Pflichtverteidiger für einen Angeklagten, der unter Betreuung steht
OLG Hamm 2 Ss 439/03 (14.08.2003)
Der 80 Jahre alte Angeklagte wurde vom Amtsgericht wegen unerlaubten Entfernens vom Unfallort („Fahrerflucht“) zu einer Geldstrafe verurteilt. Er stand zu dem Zeitpunkt etwa seit sieben Jahren unter Betreuung für Prozess- und Behördenangelegenheiten. Der Angeklagte wurde in der Hauptverhandlung nicht von einem Rechtsanwalt als Wahlverteidiger oder Pflichtverteidiger vertreten. Auf die Sprungrevision des Angeklagten wurde das Verfahren an das Amtsgericht zurückverwiesen. Die Revision ist unter anderem deswegen begründet, weil bei der Hauptverhandlung kein Verteidiger anwesend war, obwohl ein Fall der notwendigen Verteidigung vorlag. Die Verteidigungsfähigkeit des Angeklagten und damit die Notwendigkeit der Bestellung eines Pflichtverteidigers richten sich nach dessen geistigen Fähigkeiten und sonstigen Umständen des Falls.
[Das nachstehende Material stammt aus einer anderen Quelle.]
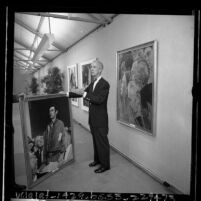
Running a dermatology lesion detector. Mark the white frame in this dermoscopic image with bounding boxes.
[67,64,79,107]
[80,58,96,112]
[116,40,158,136]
Die Bestellung eines Pflichtverteidigers ist, wie hier, schon dann erforderlich, wenn an der Fähigkeit zur Selbstverteidigung Zweifel bestehen und kein Wahlverteidiger beauftragt wurde. Auf die Nachfrage des Betreuers, ob er an der Hauptverhandlung teilnehmen müsse, hätte der Richter dem Angeklagten einen Verteidiger beiordnen müssen.